Full of anticipation, I purchased a canister
box of kosher for Passover panko crumbs at Whole Foods. I tested
them and found them to be extraordinarily expensive and less than satisfactory
in taste and texture when used as a topping for baked eggplant slices. The
spelt matzah from Streits was another story—tasty and crispy-fresh. Not a big
difference from the usual product, but nice to be able to include in our
celebration something with this ancient grain.
QUINOA PILAF
This was inspired by a recipe on the “Simply
Recipes” blog of my friend Elise Bauer.
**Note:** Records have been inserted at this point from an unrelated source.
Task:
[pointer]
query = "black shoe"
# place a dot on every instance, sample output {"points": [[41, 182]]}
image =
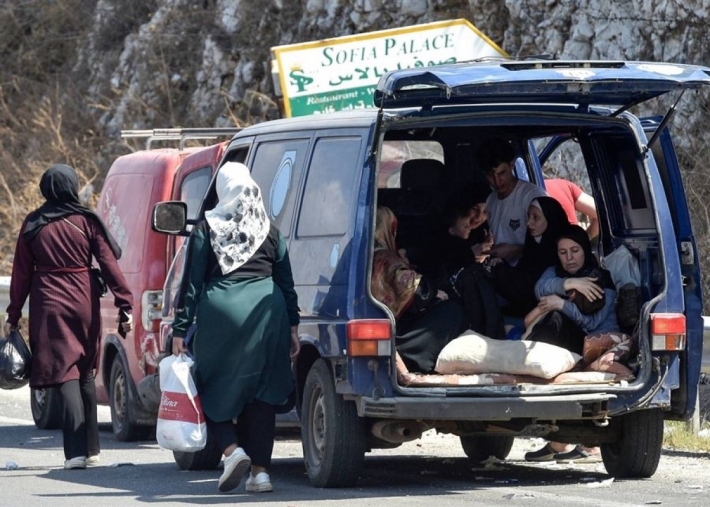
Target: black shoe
{"points": [[577, 455], [547, 453]]}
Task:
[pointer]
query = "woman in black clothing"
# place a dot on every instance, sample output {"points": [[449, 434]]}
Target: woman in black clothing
{"points": [[516, 284]]}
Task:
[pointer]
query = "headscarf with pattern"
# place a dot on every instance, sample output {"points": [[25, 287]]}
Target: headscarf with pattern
{"points": [[238, 223]]}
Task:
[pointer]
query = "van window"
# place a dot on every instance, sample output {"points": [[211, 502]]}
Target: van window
{"points": [[394, 153], [276, 168], [325, 209], [193, 189]]}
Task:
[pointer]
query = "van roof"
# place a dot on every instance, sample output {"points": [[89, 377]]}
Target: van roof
{"points": [[354, 118]]}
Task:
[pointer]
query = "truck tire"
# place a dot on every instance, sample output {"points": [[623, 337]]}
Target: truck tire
{"points": [[638, 450], [46, 408], [206, 459], [480, 447], [333, 436], [122, 421]]}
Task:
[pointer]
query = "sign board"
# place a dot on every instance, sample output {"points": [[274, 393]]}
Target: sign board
{"points": [[341, 73]]}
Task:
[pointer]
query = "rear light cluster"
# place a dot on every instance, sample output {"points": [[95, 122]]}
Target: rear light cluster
{"points": [[667, 331], [369, 337], [151, 306]]}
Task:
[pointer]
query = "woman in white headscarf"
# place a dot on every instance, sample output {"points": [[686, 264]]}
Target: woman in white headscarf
{"points": [[238, 284]]}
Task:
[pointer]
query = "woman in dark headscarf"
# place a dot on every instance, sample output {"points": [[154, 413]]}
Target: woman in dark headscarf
{"points": [[426, 320], [565, 322], [574, 320], [239, 286], [52, 266], [516, 284]]}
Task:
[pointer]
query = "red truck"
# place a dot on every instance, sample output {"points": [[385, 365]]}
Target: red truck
{"points": [[134, 183]]}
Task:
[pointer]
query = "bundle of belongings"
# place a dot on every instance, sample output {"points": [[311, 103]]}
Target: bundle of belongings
{"points": [[474, 359]]}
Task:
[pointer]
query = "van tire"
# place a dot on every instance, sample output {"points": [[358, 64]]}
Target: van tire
{"points": [[122, 421], [332, 434], [638, 450], [46, 408], [206, 459], [480, 447]]}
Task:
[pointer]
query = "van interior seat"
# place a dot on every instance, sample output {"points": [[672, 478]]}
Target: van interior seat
{"points": [[418, 205]]}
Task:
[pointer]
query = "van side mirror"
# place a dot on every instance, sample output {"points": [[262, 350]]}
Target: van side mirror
{"points": [[170, 217]]}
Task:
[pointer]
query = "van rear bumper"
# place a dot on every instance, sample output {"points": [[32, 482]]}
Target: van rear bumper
{"points": [[578, 406]]}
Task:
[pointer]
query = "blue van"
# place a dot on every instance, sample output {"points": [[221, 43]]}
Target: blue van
{"points": [[323, 177]]}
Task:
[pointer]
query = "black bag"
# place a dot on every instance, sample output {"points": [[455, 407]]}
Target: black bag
{"points": [[15, 361], [96, 272]]}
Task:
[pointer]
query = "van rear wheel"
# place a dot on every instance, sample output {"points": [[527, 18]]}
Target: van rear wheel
{"points": [[637, 451], [122, 420], [333, 436], [480, 447]]}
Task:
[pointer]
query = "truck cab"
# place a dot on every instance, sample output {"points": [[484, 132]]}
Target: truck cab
{"points": [[323, 178], [134, 183]]}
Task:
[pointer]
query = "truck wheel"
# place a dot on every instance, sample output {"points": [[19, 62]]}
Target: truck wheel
{"points": [[124, 427], [638, 450], [46, 408], [480, 448], [333, 436], [206, 459]]}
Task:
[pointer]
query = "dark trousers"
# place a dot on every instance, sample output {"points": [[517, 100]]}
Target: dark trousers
{"points": [[80, 426], [254, 432], [556, 328]]}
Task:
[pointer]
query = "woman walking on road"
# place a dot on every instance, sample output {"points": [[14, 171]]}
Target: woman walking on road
{"points": [[52, 267], [239, 286]]}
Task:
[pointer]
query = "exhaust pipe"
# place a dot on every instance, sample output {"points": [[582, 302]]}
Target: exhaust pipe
{"points": [[398, 432]]}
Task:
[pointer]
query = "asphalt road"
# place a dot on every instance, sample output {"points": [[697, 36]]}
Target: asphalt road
{"points": [[431, 471]]}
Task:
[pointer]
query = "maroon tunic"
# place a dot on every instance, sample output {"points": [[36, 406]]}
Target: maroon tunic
{"points": [[65, 319]]}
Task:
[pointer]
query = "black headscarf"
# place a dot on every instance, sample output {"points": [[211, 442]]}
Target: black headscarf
{"points": [[538, 256], [591, 266], [60, 187]]}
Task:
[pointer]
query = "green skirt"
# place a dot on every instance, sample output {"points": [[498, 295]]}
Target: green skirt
{"points": [[242, 346]]}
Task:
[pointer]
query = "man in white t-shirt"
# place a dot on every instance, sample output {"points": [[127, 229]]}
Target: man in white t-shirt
{"points": [[508, 204]]}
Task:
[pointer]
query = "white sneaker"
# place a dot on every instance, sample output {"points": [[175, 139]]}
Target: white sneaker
{"points": [[75, 463], [259, 484], [235, 466]]}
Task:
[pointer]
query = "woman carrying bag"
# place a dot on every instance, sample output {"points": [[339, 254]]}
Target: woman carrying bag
{"points": [[52, 266], [239, 287]]}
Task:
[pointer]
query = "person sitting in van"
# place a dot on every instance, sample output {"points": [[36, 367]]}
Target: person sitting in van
{"points": [[461, 276], [573, 199], [480, 239], [516, 284], [508, 205], [426, 320], [575, 321]]}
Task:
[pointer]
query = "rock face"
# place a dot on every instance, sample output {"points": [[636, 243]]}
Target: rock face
{"points": [[76, 72], [207, 63]]}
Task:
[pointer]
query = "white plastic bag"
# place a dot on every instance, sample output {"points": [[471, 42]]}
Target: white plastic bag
{"points": [[181, 422]]}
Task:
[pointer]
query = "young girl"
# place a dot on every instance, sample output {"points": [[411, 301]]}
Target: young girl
{"points": [[516, 284]]}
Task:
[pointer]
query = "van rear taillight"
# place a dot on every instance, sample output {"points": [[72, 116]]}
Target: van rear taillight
{"points": [[369, 337], [151, 306], [667, 331]]}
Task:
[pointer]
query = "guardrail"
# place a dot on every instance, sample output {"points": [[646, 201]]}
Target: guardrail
{"points": [[5, 300]]}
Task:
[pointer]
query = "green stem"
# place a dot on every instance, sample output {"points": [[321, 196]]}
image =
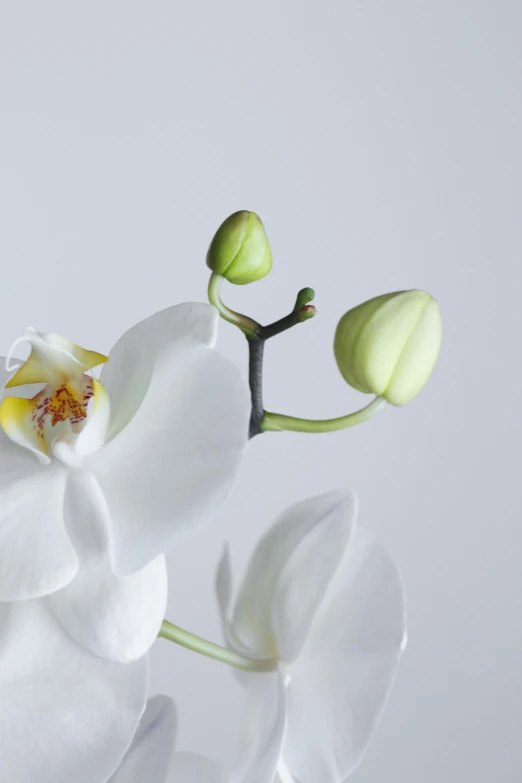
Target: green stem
{"points": [[275, 422], [246, 324], [224, 654]]}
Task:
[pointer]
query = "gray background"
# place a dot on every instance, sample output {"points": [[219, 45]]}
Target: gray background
{"points": [[380, 143]]}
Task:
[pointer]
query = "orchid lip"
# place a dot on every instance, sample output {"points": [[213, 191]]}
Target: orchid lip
{"points": [[49, 422]]}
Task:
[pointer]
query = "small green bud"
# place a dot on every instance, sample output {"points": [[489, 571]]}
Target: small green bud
{"points": [[240, 251], [389, 345]]}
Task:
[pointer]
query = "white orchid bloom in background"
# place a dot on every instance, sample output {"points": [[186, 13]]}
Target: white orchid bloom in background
{"points": [[66, 716], [152, 756], [326, 601], [126, 464]]}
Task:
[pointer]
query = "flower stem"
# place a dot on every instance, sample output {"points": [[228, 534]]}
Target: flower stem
{"points": [[276, 422], [224, 654], [246, 324]]}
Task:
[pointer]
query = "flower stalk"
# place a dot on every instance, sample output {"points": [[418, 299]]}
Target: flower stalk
{"points": [[173, 633], [276, 422]]}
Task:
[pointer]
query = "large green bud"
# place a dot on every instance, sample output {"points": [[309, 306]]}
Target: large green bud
{"points": [[389, 345], [240, 251]]}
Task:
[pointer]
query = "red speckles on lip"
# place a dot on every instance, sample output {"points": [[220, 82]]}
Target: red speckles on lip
{"points": [[65, 403]]}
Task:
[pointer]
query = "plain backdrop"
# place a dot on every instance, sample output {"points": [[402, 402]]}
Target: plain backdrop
{"points": [[381, 144]]}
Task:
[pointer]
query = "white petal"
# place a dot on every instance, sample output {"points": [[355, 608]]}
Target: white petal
{"points": [[340, 683], [65, 715], [173, 465], [92, 435], [289, 573], [191, 768], [150, 755], [262, 730], [36, 554], [115, 617], [53, 358], [132, 360]]}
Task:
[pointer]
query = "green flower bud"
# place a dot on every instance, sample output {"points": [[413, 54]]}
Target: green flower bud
{"points": [[389, 345], [240, 251]]}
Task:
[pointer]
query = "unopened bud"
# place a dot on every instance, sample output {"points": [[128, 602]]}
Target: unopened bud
{"points": [[389, 345], [240, 251]]}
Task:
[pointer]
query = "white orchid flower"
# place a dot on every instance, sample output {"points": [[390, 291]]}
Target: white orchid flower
{"points": [[152, 756], [66, 716], [126, 464], [326, 601]]}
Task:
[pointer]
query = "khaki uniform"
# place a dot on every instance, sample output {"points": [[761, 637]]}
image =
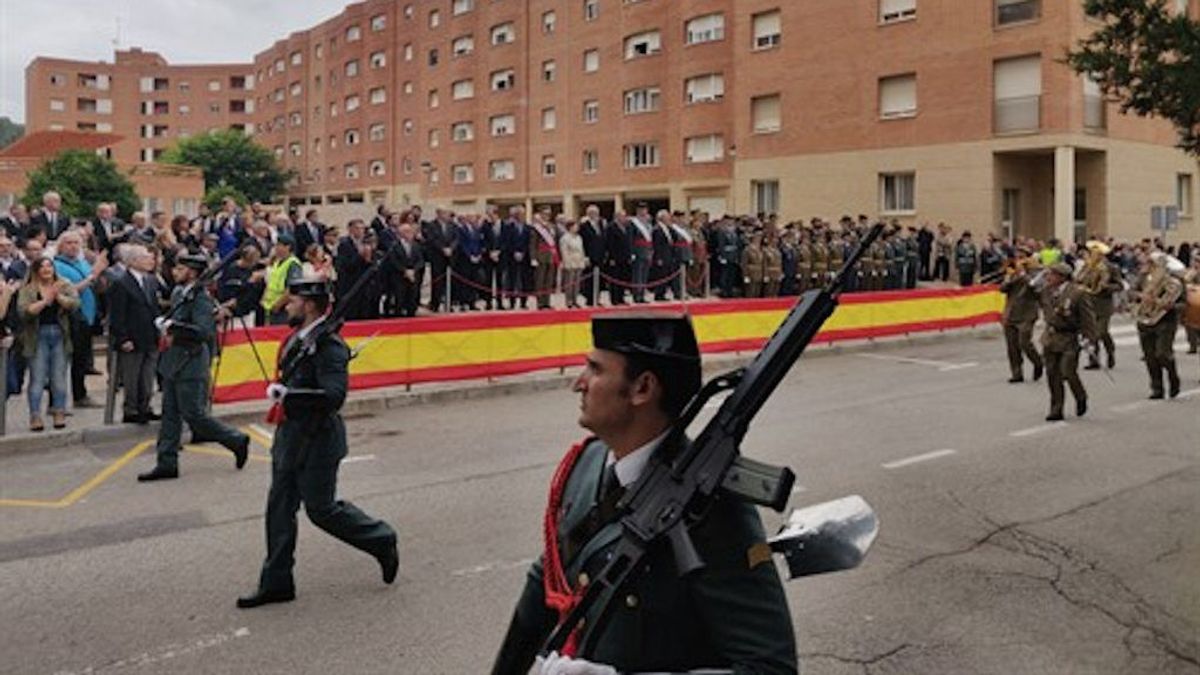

It is a very versatile and flexible
dish, and you can let your imagination and the preferences of your family and
guests lead you in different directions. What makes this a little different
from many quinoa recipes is the sautéing of the seeds with the other
ingredients before adding the liquid. You can use red or white quinoa; the red
may take a little longer to cook. The recipe can easily be doubled to feed more
people or for planned leftovers. 4 to 6 side dish servings
2 to 3 TBSP extra virgin olive oil
½ medium yellow onion, finely
chopped
1 each sweet red, yellow and orange
mini-peppers, chopped
1 small clove garlic, minced
2 TBSP pine nuts, toasted
1 C quinoa
2 C water, chicken or vegetable
broth (note saltiness of the broth if used)
Salt and freshly ground pepper
1 small zucchini, unpeeled, cut into
small cubes
2 TBSP chopped fresh mint, or more
to taste*
2 TBSP chopped fresh flat-leaf
parsley, or more to taste
1Tbsp chopped fresh chives or 1
medium shallot, finely chopped
1/3 to ½ C crumbled feta cheese,
optional
(You can add or substitute cilantro
or basil for some of the herbs and add cubes of other vegetables.)
* The
best way to chop mint is to chiffonade it by rolling up the leaves like a cigar
and thinly slicing crosswise.
Place quinoa in a large sieve and
rinse until the water runs clear. Heat 1 TBSP of olive oil on medium high heat
in a 3-quart saucepan. Add the onion, chopped peppers, garlic and pine nuts and
cook, stirring occasionally until the onions are translucent, but not browned.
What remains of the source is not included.